LordShadowfire · 46-50, M
@nonsensiclesnail You have used metaphors and an understanding of biology to get around the fact that God directly said they would die in the same day if they ate the fruit. An honest person would look at this story and conclude that it was written by flawed humans who didn't think it through.

This is not an attempt to make you feel less than. I'm simply proving that the text contains specific language that said Adam and Eve would die in the same day. And instead of dying, if we read the text further, it indicates that they lived another 900 years or so.
@LordShadowfire the problem I have with what you are saying is that this is a very simple concept to understand but you refuse to to see the simplicity. Are you merely trying to raise awareness to something you feel is an obvious lie?
LordShadowfire · 46-50, M
@nonsensiclesnail Okay, seriously? I'm the one refusing to see how simple a concept it is? You're the one refusing to understand that God said something very simple:
in the day that thou eatest thereof thou shalt surely die.
Not in a hundred years. Not someday as a result of what happened in that day.
In. That. Day.

And now I suppose you're going to try to redefine the word day.
@LordShadowfire and in that day death was introduced into the human condition. From that moment forward, there was no perfection in the human. It was no longer holy. It was death. The body did not immediately fall to the ground, but who she was was dead.

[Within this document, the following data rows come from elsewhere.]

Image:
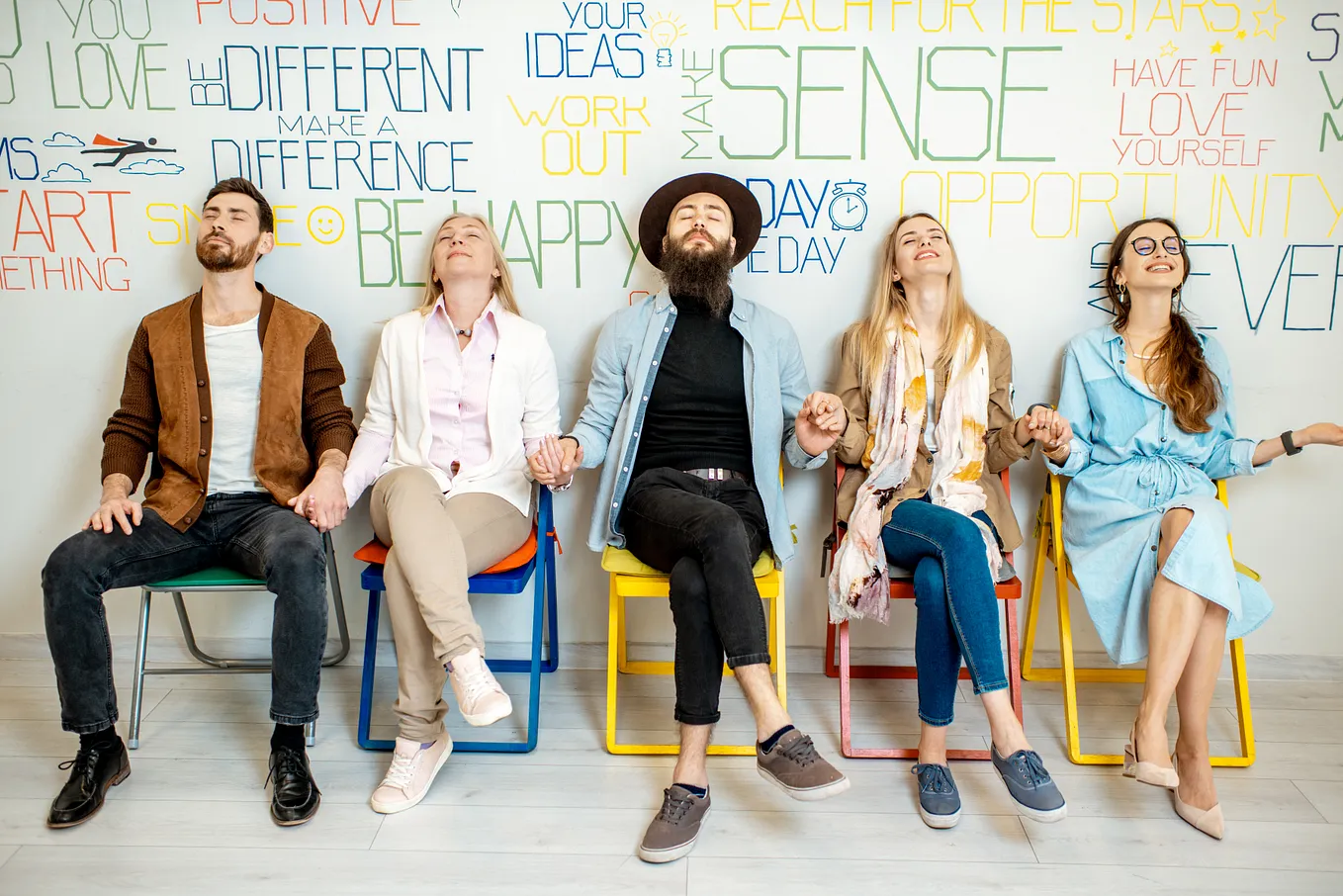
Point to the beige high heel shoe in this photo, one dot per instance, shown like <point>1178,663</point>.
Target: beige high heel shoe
<point>1210,821</point>
<point>1148,772</point>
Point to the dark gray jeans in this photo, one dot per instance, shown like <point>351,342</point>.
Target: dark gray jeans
<point>247,532</point>
<point>706,536</point>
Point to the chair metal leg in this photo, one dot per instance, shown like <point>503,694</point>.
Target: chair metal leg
<point>552,649</point>
<point>366,689</point>
<point>254,663</point>
<point>137,692</point>
<point>337,602</point>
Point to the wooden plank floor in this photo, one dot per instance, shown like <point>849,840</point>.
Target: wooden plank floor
<point>566,818</point>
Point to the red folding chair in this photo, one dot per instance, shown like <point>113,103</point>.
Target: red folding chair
<point>903,588</point>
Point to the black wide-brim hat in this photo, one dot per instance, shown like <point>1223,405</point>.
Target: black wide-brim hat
<point>742,203</point>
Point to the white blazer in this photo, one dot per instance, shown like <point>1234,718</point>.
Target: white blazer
<point>524,403</point>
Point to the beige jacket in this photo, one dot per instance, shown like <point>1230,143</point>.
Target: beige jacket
<point>1002,449</point>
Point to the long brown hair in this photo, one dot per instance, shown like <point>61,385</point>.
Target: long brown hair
<point>502,284</point>
<point>1182,375</point>
<point>889,308</point>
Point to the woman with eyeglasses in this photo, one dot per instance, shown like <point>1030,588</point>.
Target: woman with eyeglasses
<point>1152,426</point>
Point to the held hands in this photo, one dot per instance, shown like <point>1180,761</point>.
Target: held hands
<point>1049,427</point>
<point>821,420</point>
<point>556,461</point>
<point>116,505</point>
<point>323,498</point>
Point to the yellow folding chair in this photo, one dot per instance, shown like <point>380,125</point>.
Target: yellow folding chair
<point>1049,546</point>
<point>630,578</point>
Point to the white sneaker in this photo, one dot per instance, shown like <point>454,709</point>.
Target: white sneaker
<point>411,772</point>
<point>479,694</point>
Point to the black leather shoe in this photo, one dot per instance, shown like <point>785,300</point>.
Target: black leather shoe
<point>93,771</point>
<point>296,797</point>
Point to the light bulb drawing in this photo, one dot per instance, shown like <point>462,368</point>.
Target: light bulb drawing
<point>664,33</point>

They were booted out of perfection by their own willful doing, by trusting someone who likes to play with words and use them to create a believable falsehood.
LordShadowfire · 46-50, M
@nonsensiclesnail
and in that day death was introduced into the human condition.
But they didn't die in that day. More mental gymnastics to complicate a very simple matter.
Sharon · F
@nonsensiclesnail
and in that day death was introduced into the human condition.
That isn't what God said. He/She/It said Eve would die "In that day". It clearly mean she would die that same day. At a stretch it could be interpreted as meaning "within 24 hours" but it cannot be reasonably interpreted as meaning some indeterminate time in the future.